In such a situation, the petitioner, being the contributor and also the creditor, holding debentures of the respondent company, wanted to either carry out the business of the respondent company independently by buying out the shares of the Indian promoters or leave the respondent company with the Indian promoters by selling their shares. However, the Indian promoters blatantly disagreed to both the options. Thus, without any other option left, the petitioner having exhausted all the alternative remedies, have now moved forward for the winding up of the respondent company. In case where there are two shareholders and two directors with an animosity between them which would come in the way of proper functioning of the Company and would also affect the smooth management of the affairs of the Company, it would be in the interest of the parties to resolve the impasse by either of the parties buying the shares of the other party upon a fair valuation of the shares to be done by an independent, neutral valuer.
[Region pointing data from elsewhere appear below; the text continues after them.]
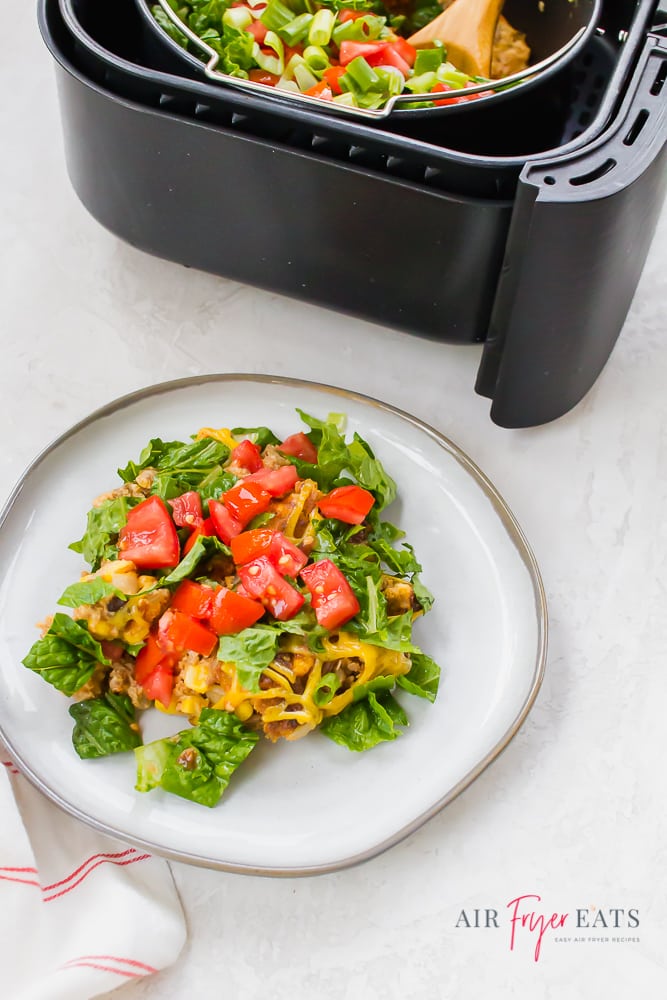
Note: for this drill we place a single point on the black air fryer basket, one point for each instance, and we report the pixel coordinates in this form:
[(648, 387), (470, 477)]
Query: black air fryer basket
[(523, 226)]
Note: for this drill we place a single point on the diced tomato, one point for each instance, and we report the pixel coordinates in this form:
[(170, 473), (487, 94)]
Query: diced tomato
[(349, 504), (332, 76), (277, 482), (149, 538), (233, 612), (286, 557), (248, 455), (150, 656), (299, 445), (258, 31), (261, 580), (187, 510), (263, 75), (245, 501), (405, 50), (332, 598), (321, 90), (251, 544), (193, 599), (389, 57), (205, 528), (350, 50), (159, 685), (178, 632), (224, 522)]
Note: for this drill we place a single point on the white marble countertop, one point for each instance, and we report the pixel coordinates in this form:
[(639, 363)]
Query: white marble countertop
[(574, 810)]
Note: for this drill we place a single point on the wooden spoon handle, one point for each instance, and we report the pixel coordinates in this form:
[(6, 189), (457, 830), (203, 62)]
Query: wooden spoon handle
[(466, 28)]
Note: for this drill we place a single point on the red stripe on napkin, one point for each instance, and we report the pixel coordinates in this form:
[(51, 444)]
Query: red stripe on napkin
[(111, 860), (24, 881), (102, 968), (120, 858), (110, 958)]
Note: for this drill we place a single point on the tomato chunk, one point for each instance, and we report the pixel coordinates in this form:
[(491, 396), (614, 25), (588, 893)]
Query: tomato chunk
[(277, 482), (178, 632), (149, 538), (245, 501), (246, 453), (224, 522), (187, 510), (299, 445), (193, 599), (285, 556), (349, 504), (205, 528), (159, 685), (332, 598), (148, 658), (350, 50), (261, 580), (232, 612)]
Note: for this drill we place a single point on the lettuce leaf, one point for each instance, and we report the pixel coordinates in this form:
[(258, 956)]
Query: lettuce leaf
[(336, 459), (196, 763), (181, 466), (261, 436), (104, 726), (103, 524), (67, 655), (423, 677), (367, 722), (205, 546), (251, 650), (88, 592)]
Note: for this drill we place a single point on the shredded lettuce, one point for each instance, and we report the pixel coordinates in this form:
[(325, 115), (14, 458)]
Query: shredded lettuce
[(104, 726), (365, 723), (99, 542), (196, 763), (67, 655)]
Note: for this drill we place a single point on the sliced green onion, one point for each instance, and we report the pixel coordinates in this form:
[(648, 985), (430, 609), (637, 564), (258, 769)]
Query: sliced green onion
[(392, 82), (347, 100), (321, 28), (363, 75), (362, 29), (276, 15), (422, 84), (295, 60), (304, 77), (326, 690), (296, 30), (316, 58), (427, 61), (272, 64), (237, 17), (449, 74)]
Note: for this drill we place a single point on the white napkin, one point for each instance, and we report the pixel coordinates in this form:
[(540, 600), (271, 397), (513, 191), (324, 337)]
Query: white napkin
[(80, 914)]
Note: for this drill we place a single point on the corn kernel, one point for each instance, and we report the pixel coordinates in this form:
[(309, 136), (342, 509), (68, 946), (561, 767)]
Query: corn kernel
[(244, 711)]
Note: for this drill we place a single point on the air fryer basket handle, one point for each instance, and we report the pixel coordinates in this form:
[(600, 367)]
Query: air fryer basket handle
[(580, 232)]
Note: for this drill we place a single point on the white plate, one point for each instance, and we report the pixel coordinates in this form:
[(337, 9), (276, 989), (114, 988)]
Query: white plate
[(309, 806)]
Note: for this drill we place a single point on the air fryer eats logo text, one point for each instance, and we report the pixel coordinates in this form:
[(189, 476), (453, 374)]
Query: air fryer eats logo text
[(526, 918)]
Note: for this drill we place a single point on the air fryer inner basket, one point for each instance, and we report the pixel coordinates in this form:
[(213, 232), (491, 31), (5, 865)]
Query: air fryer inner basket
[(539, 121)]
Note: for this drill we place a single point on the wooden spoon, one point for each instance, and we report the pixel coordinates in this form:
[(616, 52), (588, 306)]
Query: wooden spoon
[(466, 29)]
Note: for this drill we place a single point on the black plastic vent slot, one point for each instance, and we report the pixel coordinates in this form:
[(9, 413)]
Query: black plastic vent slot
[(660, 78), (594, 175), (636, 127)]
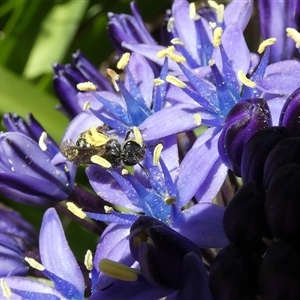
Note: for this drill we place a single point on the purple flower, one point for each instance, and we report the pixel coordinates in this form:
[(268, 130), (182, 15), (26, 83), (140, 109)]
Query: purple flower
[(59, 266), (26, 172), (17, 239)]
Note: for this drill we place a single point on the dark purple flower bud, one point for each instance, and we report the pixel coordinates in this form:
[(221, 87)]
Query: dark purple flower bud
[(244, 221), (290, 114), (256, 151), (17, 237), (233, 275), (243, 120), (285, 152), (160, 252), (128, 29), (68, 76), (279, 276), (282, 203)]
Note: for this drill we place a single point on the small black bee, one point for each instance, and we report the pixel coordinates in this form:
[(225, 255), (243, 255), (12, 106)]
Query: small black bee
[(93, 146)]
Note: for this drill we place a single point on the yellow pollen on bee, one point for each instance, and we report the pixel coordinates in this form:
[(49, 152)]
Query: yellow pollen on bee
[(86, 86), (138, 136), (42, 141), (86, 105), (73, 208), (34, 264), (157, 153), (264, 44), (169, 200), (177, 41), (6, 291), (217, 36), (122, 63), (88, 260), (197, 119), (294, 34), (246, 81), (117, 270), (175, 81), (100, 161), (158, 81), (169, 52), (170, 24)]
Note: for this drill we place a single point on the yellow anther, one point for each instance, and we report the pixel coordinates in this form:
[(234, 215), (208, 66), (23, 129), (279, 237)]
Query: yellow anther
[(217, 36), (86, 105), (100, 161), (246, 81), (175, 81), (169, 200), (266, 43), (122, 63), (295, 35), (118, 270), (73, 208), (88, 260), (6, 291), (170, 24), (197, 119), (42, 141), (34, 264), (177, 41), (86, 86), (108, 209), (138, 136), (115, 77), (169, 52), (158, 81), (157, 153)]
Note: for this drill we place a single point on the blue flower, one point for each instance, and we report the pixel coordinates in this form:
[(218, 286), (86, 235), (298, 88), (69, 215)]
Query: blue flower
[(27, 174), (59, 266)]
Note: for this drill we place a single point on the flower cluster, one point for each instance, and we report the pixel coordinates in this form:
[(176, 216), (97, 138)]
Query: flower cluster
[(162, 144)]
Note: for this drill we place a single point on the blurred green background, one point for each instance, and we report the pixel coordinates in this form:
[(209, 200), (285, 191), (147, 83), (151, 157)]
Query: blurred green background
[(33, 35)]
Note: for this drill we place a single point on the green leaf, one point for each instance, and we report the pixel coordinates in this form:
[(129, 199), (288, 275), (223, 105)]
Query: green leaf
[(57, 33), (21, 97)]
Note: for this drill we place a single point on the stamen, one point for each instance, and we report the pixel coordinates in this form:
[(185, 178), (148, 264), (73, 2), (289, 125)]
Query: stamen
[(246, 81), (197, 119), (169, 200), (73, 208), (114, 78), (158, 81), (6, 291), (86, 105), (42, 141), (177, 41), (88, 260), (217, 36), (175, 81), (295, 35), (86, 86), (157, 153), (98, 160), (265, 43), (138, 136), (118, 270), (170, 24), (108, 209), (122, 63), (169, 52), (34, 264)]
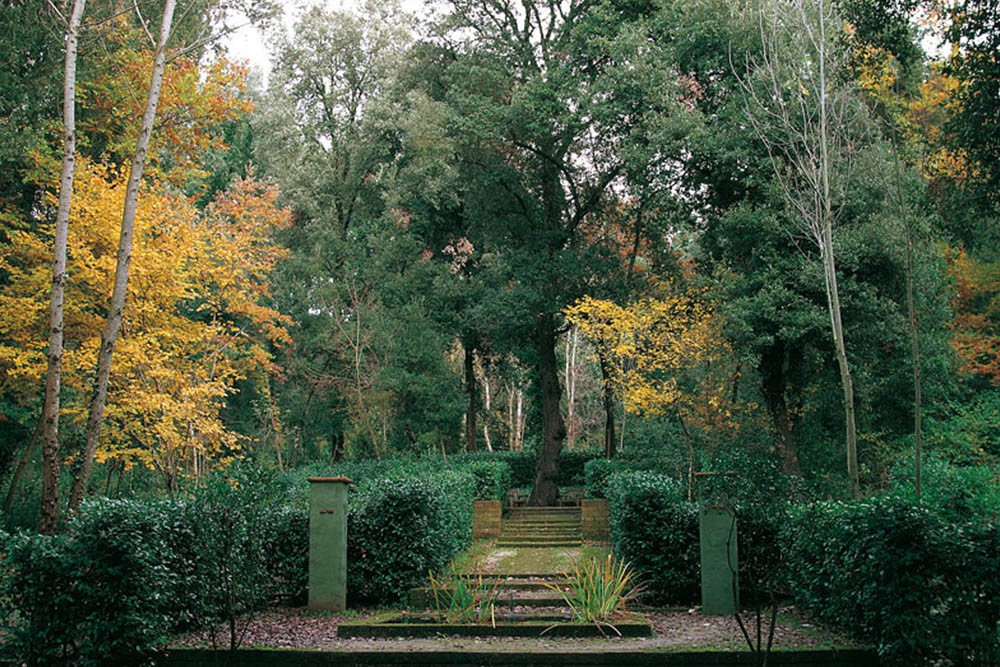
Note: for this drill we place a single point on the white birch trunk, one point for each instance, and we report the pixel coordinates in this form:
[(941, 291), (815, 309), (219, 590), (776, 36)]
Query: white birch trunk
[(53, 377), (112, 326)]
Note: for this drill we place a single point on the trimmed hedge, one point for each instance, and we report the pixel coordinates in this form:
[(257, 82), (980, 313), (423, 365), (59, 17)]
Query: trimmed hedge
[(399, 530), (127, 574), (893, 573), (655, 529)]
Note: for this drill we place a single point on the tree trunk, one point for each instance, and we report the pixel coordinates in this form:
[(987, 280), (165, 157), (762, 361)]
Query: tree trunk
[(572, 425), (546, 489), (53, 376), (15, 479), (774, 386), (830, 269), (109, 337), (608, 397), (472, 393)]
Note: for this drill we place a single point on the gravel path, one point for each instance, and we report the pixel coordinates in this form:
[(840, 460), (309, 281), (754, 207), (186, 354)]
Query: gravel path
[(299, 628)]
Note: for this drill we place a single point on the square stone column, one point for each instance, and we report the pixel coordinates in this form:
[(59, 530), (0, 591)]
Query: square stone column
[(328, 543)]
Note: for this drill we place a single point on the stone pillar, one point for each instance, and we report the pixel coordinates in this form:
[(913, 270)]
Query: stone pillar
[(719, 561), (594, 520), (328, 543)]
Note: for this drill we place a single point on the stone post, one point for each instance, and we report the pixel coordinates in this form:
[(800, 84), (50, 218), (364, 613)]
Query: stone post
[(328, 543), (719, 561)]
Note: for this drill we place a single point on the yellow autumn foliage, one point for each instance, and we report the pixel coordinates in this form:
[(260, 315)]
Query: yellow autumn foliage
[(663, 354), (195, 321)]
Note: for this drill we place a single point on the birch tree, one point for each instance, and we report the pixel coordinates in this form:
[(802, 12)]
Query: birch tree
[(50, 411), (808, 122), (117, 304)]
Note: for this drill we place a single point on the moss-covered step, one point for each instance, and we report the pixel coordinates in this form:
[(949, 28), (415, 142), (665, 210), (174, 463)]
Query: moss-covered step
[(526, 656), (507, 625)]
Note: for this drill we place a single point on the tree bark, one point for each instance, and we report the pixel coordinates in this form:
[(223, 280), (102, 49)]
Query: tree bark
[(830, 270), (53, 377), (775, 364), (109, 337), (608, 398), (472, 394), (546, 489)]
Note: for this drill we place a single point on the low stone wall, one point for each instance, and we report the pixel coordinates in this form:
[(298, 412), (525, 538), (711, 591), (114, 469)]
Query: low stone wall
[(594, 518), (528, 656), (486, 518)]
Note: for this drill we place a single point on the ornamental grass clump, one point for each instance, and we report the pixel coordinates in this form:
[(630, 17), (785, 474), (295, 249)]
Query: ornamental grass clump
[(599, 591), (460, 599)]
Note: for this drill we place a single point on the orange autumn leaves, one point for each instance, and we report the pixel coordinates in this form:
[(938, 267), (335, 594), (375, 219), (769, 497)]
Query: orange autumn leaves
[(196, 315)]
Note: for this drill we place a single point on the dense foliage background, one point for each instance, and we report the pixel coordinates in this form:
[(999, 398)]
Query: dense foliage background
[(676, 236)]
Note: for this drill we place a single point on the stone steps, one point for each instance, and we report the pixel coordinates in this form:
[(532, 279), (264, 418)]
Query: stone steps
[(541, 527)]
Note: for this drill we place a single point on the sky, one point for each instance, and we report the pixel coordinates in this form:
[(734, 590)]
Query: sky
[(248, 43)]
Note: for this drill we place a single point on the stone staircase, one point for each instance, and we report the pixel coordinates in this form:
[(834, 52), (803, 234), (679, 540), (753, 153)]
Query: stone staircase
[(541, 527)]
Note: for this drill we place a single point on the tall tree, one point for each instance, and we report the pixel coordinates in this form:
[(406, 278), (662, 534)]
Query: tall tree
[(553, 106), (53, 378), (117, 303), (806, 122)]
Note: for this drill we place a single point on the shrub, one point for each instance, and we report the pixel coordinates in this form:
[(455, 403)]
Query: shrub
[(958, 493), (107, 592), (655, 529), (38, 596), (492, 478), (399, 530), (895, 574), (287, 551)]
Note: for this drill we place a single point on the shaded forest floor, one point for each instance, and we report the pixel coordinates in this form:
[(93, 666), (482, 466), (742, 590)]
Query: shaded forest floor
[(676, 630)]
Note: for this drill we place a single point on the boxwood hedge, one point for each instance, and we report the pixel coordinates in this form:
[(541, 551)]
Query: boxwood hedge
[(894, 573), (655, 529), (126, 574)]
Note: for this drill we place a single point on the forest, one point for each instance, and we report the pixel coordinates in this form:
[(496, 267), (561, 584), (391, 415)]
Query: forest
[(700, 234)]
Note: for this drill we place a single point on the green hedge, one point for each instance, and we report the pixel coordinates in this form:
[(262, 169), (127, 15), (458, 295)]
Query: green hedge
[(522, 465), (399, 530), (894, 573), (655, 529)]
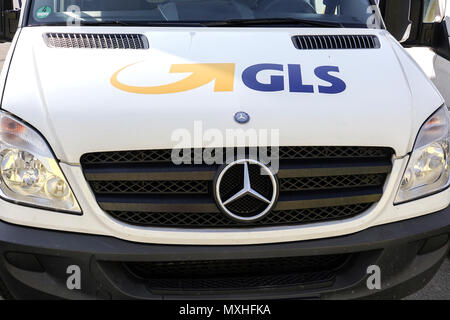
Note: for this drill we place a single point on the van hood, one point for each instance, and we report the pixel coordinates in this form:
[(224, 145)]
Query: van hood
[(88, 100)]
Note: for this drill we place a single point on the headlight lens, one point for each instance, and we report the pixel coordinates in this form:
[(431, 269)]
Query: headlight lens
[(428, 168), (29, 173)]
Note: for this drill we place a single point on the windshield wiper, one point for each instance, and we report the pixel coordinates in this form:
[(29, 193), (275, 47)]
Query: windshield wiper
[(274, 21), (141, 23)]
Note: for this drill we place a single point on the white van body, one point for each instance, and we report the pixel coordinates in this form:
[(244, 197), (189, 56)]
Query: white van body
[(82, 101), (120, 120)]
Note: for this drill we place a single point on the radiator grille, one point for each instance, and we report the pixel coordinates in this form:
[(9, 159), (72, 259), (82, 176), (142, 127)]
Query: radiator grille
[(317, 184), (96, 41), (336, 42)]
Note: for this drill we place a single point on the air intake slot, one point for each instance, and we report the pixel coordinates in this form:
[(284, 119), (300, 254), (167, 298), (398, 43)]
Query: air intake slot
[(96, 41), (336, 42)]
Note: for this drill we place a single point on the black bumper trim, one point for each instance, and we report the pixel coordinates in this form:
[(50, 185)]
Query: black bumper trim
[(109, 248)]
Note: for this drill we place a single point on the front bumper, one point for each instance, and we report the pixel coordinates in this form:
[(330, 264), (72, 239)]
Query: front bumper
[(34, 262)]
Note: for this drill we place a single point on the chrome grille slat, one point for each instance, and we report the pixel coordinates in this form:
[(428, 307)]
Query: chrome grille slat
[(96, 41), (323, 42)]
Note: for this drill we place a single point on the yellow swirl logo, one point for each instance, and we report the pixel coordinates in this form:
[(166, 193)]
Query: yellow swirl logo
[(222, 74)]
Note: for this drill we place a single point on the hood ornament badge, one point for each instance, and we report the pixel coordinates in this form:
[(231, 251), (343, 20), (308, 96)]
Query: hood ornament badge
[(242, 117)]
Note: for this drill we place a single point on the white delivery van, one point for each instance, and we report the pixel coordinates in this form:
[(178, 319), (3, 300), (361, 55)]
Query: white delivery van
[(222, 149)]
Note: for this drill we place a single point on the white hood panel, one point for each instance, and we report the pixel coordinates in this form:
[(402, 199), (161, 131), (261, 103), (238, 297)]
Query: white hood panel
[(68, 96)]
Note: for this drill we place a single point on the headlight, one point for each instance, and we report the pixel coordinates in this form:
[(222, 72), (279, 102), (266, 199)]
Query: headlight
[(29, 173), (428, 168)]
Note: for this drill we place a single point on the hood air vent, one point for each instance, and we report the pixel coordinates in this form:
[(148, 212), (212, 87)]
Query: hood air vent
[(96, 41), (336, 42)]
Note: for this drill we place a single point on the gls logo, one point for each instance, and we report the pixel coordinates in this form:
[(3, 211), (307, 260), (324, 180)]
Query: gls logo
[(223, 75)]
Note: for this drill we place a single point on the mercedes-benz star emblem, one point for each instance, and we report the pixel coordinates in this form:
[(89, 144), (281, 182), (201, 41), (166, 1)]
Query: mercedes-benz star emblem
[(242, 117), (246, 190)]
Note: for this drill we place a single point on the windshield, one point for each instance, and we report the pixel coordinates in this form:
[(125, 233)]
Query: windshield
[(357, 13)]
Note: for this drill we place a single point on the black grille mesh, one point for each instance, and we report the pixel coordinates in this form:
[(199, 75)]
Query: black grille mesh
[(217, 220), (176, 192), (285, 153), (230, 274)]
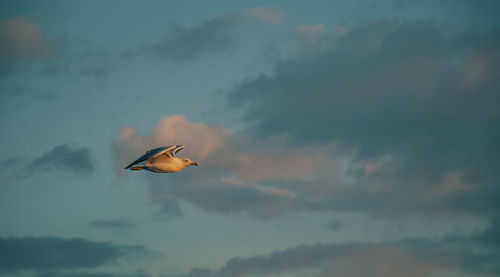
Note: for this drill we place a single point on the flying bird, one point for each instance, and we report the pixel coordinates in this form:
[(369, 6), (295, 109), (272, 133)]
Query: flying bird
[(162, 160)]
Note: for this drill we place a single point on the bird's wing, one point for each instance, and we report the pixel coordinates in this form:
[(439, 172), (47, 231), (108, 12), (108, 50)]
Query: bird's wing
[(176, 149), (152, 154)]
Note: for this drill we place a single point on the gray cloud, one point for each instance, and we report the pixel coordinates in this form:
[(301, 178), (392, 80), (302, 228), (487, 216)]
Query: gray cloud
[(411, 257), (138, 273), (23, 41), (64, 157), (412, 102), (117, 224), (184, 43), (52, 253)]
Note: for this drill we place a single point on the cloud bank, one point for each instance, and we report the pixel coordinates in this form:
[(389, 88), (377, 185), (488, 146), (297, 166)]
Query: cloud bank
[(52, 253), (22, 41), (185, 43)]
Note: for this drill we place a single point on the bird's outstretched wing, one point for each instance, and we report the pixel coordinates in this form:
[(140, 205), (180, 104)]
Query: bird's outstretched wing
[(176, 149), (151, 154)]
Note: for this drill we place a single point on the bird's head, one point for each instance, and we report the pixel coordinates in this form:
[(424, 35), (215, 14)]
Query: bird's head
[(188, 162)]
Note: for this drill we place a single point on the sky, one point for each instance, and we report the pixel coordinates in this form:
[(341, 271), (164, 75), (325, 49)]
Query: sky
[(335, 138)]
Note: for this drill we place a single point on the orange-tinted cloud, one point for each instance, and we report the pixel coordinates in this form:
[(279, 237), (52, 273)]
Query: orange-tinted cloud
[(211, 144)]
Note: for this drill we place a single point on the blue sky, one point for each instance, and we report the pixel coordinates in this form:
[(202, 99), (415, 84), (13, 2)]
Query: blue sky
[(335, 138)]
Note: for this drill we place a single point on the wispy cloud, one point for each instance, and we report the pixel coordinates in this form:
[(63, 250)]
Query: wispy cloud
[(52, 253), (184, 43), (64, 157), (23, 41), (417, 257), (235, 174)]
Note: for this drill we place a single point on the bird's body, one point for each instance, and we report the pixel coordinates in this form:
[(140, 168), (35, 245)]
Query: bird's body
[(162, 160)]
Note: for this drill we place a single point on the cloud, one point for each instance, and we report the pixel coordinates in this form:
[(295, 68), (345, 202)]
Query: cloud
[(235, 174), (411, 257), (64, 157), (411, 103), (52, 253), (117, 224), (138, 273), (184, 43), (22, 41)]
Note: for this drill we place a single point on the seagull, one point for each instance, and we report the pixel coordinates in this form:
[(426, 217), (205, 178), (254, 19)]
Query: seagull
[(162, 160)]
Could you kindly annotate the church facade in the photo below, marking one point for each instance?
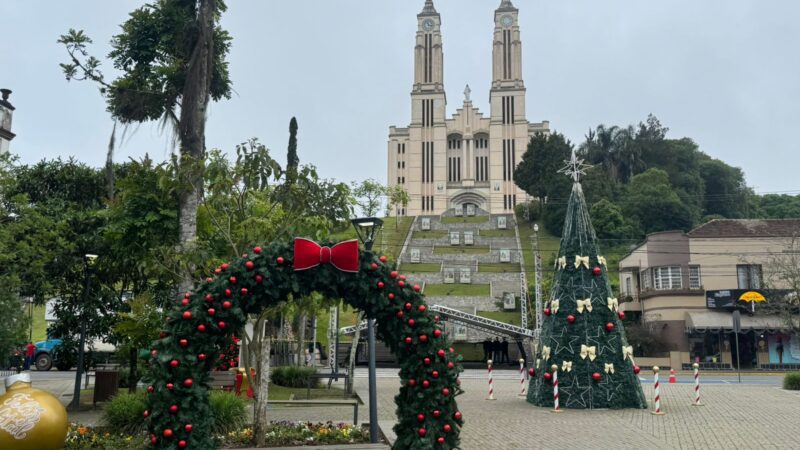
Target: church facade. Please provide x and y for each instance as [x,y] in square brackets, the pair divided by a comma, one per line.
[466,160]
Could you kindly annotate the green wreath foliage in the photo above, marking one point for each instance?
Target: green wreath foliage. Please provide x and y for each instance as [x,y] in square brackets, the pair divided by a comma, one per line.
[200,327]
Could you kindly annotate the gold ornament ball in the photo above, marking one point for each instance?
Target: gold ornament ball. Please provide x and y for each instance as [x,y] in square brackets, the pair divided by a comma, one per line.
[30,419]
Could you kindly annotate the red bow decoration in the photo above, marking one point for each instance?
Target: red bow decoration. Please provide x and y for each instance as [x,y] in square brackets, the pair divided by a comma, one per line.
[308,254]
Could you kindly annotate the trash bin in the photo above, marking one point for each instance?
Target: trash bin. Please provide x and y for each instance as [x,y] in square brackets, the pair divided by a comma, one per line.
[106,384]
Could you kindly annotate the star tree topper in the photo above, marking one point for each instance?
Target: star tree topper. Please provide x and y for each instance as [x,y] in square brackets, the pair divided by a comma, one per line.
[575,167]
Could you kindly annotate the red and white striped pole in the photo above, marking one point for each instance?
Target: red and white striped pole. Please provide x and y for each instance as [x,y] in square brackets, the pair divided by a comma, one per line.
[521,378]
[656,394]
[554,368]
[491,383]
[696,368]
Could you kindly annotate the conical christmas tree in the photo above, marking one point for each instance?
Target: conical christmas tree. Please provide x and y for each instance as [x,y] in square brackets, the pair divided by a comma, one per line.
[582,332]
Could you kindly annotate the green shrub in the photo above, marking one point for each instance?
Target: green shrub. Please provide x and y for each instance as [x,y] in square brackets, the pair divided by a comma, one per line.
[792,381]
[124,412]
[228,410]
[294,376]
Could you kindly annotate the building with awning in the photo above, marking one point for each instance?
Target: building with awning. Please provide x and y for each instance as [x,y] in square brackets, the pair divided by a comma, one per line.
[684,286]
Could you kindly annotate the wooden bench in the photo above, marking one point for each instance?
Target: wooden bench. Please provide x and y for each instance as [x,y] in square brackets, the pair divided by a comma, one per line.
[222,380]
[349,402]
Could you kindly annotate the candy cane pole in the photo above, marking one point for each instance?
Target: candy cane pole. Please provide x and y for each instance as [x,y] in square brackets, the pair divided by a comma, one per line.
[554,368]
[657,394]
[696,385]
[491,383]
[521,378]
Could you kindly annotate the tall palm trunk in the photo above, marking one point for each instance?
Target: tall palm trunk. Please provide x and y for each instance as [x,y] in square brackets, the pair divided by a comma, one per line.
[192,126]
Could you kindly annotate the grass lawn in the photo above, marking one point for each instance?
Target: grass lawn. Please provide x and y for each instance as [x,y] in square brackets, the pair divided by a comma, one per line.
[465,290]
[460,250]
[432,234]
[498,267]
[422,267]
[502,316]
[497,233]
[475,219]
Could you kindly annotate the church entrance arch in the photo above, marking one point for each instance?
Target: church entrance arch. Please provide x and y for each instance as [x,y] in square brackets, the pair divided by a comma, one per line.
[203,322]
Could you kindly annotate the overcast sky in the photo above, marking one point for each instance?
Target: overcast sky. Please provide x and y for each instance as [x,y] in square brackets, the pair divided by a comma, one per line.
[725,73]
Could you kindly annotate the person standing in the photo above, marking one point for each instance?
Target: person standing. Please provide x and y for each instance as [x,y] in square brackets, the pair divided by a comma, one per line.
[30,350]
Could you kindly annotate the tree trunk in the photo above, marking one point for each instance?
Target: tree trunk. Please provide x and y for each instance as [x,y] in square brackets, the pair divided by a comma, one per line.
[192,126]
[260,419]
[351,366]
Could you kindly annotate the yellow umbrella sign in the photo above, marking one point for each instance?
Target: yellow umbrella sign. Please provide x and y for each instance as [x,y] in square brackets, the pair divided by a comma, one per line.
[752,297]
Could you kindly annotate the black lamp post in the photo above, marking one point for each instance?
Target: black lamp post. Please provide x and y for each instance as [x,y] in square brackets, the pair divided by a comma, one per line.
[88,268]
[366,229]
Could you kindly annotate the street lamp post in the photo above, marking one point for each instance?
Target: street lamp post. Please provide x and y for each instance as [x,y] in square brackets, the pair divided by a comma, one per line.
[88,263]
[366,229]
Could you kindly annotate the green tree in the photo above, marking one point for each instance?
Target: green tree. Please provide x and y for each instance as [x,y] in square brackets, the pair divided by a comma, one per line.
[581,329]
[172,55]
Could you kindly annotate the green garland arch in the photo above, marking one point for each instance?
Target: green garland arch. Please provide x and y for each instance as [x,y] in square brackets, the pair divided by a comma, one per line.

In case of the parties failing to abide by/ opting for such solutions it would be in the best interests of the Company to Wind Up as envisaged under Section 271(g) of the Companies Act, 20131 . Therefore, it is in the best interest of the petitioner to move forward with the winding up of the respondent company, wherein it has lost all the alternative remedies to resolve the dispute.
In such a scenario, wherein the respondent company has lost all its business, leading to losing its substratum and having complete deadlock in the affairs, such that it is just and equitable to be wound up, herein the winding up petition has to be filed under Section 271 (g) of the Companies Act, 2013. It is a settled principle of law that where there are two primary factions of shareholders, the same is in the nature of quasi partnerships and therefore, in case of either of the partners failing to perform its obligation as contemplated per the understanding between the partners, it is not possible for the business to run in an efficient manner. In such a scenario, where there are instances of mismanagement and mis-handlings in the affairs of the respondent company, i.e. if there are financial irregularities, no new business was being generated and the statutory records were not efficiently managed, leading to the respondent company losing all its contracts and left with no other business. Therefore, it is a case of loss of substratum of the respondent company, where there is no possibility of reviving the respondent company back into the business. Moreover, in view of the justifiable loss of confidence amongst the two factions of shareholders, existence of the lack of office property, deadlock in the affairs of the Company and the failure of substratum are reasonable grounds for the petitioner to seek winding up of the respondent company under the provision of section 271(g) of the Companies Act, 2013.